"Bevorzugte Gegend" ist der Titel eines neuen Gedichtbands von Gerd Kolter, den der Autor am morgigen Freitag in der Stadtbibliothek Göppingen in Kooperation mit dem Kulturreferat der Stadt Göppingen vorstellt. Beginn ist um 20 Uhr.
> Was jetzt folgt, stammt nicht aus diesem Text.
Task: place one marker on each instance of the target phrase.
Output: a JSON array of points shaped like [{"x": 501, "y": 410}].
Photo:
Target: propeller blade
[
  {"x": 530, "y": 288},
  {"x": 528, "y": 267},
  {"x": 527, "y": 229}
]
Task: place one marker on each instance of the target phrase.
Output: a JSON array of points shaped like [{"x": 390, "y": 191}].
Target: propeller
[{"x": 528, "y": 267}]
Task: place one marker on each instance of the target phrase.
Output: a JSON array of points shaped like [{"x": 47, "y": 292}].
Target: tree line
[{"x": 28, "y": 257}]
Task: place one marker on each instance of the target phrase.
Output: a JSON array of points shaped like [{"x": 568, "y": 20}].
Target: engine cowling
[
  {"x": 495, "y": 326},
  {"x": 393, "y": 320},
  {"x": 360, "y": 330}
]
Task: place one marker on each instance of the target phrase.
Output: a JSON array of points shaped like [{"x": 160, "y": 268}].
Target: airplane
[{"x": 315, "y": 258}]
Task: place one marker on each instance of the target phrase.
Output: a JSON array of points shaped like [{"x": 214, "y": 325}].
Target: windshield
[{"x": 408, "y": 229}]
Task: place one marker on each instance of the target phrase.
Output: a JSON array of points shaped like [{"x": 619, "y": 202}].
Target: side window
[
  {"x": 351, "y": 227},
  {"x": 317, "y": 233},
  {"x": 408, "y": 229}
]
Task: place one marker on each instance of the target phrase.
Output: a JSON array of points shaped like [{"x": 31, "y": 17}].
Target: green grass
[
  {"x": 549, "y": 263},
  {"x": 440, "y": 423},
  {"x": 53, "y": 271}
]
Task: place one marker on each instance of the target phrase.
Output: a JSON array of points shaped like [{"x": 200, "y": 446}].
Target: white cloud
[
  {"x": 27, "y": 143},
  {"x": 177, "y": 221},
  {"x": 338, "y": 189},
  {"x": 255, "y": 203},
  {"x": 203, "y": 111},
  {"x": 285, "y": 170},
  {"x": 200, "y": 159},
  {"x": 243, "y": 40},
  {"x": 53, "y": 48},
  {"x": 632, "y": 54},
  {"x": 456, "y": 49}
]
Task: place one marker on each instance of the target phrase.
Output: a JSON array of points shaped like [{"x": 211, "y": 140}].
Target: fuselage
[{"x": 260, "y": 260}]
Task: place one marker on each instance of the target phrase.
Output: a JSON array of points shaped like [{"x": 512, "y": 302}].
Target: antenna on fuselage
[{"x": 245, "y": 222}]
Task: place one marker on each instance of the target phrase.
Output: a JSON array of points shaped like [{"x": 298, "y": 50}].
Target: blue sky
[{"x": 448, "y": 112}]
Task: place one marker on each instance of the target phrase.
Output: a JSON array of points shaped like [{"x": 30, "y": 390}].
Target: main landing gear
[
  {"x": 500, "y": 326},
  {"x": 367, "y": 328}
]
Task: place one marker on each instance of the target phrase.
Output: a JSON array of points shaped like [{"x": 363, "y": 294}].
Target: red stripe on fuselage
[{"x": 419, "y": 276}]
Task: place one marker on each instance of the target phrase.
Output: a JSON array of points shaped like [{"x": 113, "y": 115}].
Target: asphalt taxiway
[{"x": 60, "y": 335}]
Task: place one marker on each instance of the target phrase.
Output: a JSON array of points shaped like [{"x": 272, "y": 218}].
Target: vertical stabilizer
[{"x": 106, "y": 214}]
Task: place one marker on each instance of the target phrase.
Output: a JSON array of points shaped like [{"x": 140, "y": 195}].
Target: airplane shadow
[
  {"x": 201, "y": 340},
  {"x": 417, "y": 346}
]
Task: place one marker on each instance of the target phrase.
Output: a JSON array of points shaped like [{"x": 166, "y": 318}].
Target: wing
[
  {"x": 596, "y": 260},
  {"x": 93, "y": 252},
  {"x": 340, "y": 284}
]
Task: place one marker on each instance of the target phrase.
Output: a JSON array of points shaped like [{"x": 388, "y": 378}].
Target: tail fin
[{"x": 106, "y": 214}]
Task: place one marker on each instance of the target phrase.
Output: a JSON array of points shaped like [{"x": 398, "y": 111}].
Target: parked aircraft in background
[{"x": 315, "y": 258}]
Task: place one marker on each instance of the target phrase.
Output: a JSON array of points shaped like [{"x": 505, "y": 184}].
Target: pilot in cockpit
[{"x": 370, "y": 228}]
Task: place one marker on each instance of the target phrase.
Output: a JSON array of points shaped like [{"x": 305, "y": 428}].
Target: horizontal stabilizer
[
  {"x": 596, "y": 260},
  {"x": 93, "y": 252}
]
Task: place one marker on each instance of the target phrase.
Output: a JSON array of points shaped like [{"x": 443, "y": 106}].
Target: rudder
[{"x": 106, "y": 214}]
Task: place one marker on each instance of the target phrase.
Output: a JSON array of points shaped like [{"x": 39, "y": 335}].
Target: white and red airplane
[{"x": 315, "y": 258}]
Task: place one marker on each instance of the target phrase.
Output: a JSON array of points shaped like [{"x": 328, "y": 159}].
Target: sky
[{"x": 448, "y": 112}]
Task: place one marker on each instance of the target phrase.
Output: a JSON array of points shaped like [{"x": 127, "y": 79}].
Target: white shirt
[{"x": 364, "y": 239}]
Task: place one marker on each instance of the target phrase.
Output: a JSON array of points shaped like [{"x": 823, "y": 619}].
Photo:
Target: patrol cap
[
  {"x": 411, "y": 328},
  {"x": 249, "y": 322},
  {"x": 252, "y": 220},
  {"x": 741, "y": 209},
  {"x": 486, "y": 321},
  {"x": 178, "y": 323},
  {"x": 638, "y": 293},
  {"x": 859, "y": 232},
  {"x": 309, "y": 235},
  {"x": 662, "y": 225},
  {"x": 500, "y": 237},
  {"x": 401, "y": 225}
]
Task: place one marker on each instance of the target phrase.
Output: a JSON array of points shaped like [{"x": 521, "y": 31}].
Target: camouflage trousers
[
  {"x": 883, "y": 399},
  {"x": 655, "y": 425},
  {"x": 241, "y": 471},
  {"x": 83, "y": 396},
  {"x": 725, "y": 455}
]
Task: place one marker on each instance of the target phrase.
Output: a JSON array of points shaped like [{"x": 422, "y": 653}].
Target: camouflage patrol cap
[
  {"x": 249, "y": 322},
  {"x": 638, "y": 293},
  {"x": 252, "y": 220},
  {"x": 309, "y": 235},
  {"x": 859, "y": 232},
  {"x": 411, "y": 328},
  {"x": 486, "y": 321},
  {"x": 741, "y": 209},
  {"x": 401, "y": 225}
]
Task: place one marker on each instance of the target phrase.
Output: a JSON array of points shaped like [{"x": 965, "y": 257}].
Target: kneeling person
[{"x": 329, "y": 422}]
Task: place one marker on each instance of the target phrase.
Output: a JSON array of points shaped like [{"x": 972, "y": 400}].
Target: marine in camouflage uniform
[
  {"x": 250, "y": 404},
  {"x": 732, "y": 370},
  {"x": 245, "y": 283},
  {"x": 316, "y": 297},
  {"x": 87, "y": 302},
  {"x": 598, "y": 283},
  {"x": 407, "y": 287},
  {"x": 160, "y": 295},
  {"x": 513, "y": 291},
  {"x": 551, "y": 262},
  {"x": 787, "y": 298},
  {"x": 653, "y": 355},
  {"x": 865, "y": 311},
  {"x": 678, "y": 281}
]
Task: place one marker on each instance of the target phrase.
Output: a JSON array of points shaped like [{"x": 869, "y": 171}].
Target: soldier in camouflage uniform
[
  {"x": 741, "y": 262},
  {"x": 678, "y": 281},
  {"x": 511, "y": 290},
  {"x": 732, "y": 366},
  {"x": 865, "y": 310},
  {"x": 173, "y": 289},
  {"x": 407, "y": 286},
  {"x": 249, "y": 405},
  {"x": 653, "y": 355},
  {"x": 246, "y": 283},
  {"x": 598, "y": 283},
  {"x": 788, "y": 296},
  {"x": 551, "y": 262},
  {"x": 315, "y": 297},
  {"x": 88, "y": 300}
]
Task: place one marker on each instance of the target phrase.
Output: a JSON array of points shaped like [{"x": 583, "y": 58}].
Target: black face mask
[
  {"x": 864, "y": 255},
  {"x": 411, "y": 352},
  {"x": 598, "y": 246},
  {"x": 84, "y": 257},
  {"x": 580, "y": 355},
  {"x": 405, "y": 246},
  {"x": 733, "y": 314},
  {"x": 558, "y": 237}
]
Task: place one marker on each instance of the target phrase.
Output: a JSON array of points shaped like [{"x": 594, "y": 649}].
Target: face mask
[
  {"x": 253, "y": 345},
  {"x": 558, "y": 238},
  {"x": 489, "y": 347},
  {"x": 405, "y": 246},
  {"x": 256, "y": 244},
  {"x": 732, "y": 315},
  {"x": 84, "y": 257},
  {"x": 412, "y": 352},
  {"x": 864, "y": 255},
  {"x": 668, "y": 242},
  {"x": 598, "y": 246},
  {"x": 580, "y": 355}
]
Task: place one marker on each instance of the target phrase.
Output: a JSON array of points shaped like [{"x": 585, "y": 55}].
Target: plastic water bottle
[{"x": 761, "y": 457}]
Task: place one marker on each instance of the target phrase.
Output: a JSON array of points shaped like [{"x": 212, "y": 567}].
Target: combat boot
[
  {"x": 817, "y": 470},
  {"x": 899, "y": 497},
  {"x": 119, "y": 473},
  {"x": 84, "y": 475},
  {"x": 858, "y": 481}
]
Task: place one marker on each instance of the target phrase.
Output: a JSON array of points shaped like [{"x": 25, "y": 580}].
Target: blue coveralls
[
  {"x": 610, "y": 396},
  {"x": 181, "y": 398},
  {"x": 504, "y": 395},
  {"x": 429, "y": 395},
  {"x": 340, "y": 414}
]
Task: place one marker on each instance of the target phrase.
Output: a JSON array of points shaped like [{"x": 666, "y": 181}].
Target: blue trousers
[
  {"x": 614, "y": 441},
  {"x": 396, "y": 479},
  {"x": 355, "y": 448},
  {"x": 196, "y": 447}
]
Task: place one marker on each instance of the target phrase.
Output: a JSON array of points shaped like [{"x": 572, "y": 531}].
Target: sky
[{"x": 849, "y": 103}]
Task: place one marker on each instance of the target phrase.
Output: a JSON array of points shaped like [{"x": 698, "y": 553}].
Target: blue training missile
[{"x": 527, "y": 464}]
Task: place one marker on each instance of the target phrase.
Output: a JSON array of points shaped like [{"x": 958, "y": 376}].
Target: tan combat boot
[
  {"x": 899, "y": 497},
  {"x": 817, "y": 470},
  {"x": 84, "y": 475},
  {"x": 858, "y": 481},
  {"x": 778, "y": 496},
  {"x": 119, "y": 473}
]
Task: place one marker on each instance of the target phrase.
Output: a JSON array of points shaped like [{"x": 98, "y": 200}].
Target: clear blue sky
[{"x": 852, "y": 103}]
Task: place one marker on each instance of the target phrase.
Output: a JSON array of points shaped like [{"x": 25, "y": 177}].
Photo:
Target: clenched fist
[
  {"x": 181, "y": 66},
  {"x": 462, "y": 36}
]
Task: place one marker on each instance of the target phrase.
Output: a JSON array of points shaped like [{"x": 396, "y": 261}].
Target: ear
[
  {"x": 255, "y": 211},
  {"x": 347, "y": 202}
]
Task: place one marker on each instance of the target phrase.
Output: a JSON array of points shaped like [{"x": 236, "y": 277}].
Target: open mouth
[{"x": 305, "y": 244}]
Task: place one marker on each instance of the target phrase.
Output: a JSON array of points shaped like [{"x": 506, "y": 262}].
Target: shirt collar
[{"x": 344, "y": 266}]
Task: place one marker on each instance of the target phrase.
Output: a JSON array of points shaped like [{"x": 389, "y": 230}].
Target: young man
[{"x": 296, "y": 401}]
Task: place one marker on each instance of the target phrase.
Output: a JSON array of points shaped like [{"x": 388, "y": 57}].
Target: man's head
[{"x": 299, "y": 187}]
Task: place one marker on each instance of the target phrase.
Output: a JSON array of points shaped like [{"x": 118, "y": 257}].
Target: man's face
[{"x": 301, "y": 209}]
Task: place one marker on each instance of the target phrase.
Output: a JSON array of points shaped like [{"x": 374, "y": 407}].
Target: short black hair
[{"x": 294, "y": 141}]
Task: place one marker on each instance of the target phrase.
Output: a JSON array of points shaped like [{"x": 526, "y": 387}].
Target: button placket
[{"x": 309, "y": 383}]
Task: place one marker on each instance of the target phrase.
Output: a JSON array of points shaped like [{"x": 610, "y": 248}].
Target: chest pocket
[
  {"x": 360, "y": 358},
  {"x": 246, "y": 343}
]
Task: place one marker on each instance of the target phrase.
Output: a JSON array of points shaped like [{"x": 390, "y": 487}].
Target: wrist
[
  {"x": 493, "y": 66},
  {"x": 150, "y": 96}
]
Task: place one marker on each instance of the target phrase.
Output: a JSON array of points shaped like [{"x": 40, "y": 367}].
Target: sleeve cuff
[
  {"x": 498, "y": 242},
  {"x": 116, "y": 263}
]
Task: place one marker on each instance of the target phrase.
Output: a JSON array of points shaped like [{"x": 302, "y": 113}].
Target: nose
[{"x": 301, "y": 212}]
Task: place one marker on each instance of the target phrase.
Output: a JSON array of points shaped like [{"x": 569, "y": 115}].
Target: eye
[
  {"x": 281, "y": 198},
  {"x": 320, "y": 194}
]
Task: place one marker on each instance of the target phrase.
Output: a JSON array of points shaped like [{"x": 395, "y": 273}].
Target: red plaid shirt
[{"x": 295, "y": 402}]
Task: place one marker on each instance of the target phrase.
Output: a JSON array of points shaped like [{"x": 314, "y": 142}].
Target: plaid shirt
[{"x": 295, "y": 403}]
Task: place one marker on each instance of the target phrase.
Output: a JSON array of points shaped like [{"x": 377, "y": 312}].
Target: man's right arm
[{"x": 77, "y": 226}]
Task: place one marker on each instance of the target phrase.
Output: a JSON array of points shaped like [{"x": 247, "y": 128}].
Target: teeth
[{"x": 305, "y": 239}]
Unter dem Titel "Bevorzugte Gegend" sind vor kurzem Gerd Kolters Bodenseegedichte erschienen. Allein schon der bibliophile Charakter zeichnet die ästhetisch gestaltete Gedichtsammlung aus: Das Buch ist in der San Marco Handpresse des Künstlers und Verlegers Peter Marggraf als Nummer 11 der Reihe "i libri bianchi" ("Die weißen Bücher") erschienen - Kolters Gedichte befinden sich dabei in guter Gesellschaft: Rilke, Trakl, Büchner und Heine-Anthologien liegen unter anderem in dieser Reihe vor. Kolters Gedichtband wird durch sechs Monotypien von Peter Marggraf bereichert. 1947 bei Lüneburg geboren, gehört der Bildhauer, Zeichner und Büchermacher zu den wenigen bildenden Künstlern, die sich - seit der Verdrängung des Bleisatzes durch digitale Drucktechniken - dem Handpressendruck verschrieben haben.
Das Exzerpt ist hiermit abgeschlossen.